5.2.Het hoger beroep tegen de aangevallen uitspraak
Intrekking en (mede)terugvordering van bijstand
5.2.1.Het college heeft de intrekking van de bijstand met ingang van 1 september 2009 niet beperkt tot een bepaalde periode. In een dergelijk geval bestrijkt de beoordeling door de bestuursrechter de periode vanaf de datum met ingang waarvan de bijstand is ingetrokken tot en met de datum van het intrekkingsbesluit. Gelet op de intrekking van de bijstand over de periode van 1 april 2004 tot en met 31 augustus 2009, en het niet bestreden oordeel van de rechtbank over de periode van 1 april 2004 tot 1 april 2006, betekent dit dat hier beoordeeld dient te worden de periode van 1 april 2006 tot en met 18 september 2009.
5.2.2.Nu vaststaat dat uit de relatie tussen appellanten een kind is geboren, is voor de beantwoording van de vraag of gedurende de hier te beoordelen periode sprake was van een gezamenlijke huishouding bepalend of appellanten hun hoofdverblijf in dezelfde woning hadden.
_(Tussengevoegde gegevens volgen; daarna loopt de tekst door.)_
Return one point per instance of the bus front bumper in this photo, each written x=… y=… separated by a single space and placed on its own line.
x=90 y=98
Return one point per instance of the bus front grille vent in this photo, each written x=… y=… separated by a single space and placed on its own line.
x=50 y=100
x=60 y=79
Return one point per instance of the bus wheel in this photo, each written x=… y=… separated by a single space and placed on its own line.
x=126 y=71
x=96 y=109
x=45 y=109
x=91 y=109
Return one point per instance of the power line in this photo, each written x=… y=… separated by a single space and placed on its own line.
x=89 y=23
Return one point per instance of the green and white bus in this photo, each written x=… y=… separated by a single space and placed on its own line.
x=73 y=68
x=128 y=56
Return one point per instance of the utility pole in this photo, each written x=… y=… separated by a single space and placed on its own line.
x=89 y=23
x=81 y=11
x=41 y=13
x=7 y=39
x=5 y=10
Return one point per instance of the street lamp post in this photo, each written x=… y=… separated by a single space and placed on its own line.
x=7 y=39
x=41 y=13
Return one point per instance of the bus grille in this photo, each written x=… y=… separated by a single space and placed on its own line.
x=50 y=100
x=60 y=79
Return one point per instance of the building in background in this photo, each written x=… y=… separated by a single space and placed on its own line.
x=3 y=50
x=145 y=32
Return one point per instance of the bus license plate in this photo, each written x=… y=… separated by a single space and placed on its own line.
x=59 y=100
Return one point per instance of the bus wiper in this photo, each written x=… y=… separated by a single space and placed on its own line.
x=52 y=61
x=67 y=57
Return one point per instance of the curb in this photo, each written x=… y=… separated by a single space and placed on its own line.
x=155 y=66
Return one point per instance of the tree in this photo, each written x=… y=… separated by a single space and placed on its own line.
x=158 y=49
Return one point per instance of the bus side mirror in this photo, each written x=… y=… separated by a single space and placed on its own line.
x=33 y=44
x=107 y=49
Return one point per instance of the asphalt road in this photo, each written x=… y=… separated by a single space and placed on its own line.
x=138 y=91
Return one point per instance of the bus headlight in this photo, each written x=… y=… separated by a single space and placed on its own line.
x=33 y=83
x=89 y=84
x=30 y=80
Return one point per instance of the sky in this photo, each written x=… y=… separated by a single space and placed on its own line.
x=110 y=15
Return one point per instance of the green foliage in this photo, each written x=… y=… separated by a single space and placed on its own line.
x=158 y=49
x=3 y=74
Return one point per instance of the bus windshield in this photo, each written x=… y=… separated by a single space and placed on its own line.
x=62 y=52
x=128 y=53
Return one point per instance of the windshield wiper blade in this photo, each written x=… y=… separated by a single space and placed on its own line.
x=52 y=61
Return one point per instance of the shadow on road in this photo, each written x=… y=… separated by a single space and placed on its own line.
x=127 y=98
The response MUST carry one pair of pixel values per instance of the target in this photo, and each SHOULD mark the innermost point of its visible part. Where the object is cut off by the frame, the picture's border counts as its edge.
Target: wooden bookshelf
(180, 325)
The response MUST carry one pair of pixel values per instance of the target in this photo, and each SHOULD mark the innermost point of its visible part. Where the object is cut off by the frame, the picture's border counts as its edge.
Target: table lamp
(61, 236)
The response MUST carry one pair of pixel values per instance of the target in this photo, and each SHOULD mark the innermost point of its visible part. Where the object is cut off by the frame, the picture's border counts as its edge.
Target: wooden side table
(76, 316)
5.2.3.De vraag waar iemand zijn hoofdverblijf heeft dient te worden beantwoord aan de hand van concrete feiten en omstandigheden. Het aanhouden van afzonderlijke adressen hoeft niet aan het hebben van hoofdverblijf in dezelfde woning in de weg te staan. In dat geval zal aannemelijk moeten zijn dat desondanks een feitelijke situatie van samenwoning bestaat doordat slechts één van beide ter beschikking staande woningen wordt gebruikt dan wel doordat op een andere wijze zodanig gebruik van de woningen wordt gemaakt dat in feite van samenwonen moet worden gesproken.
5.2.4.In wat appellanten in hoger beroep, onder verwijzing naar wat in eerste aanleg op dit punt is aangevoerd, naar voren hebben gebracht, is geen grond gelegen om ten aanzien van het hoofdverblijf tot een ander oordeel te komen dan in de aangevallen uitspraak is neergelegd. De Raad verenigt zich met de overwegingen van de rechtbank waarop dit oordeel berust en verwijst daarnaar.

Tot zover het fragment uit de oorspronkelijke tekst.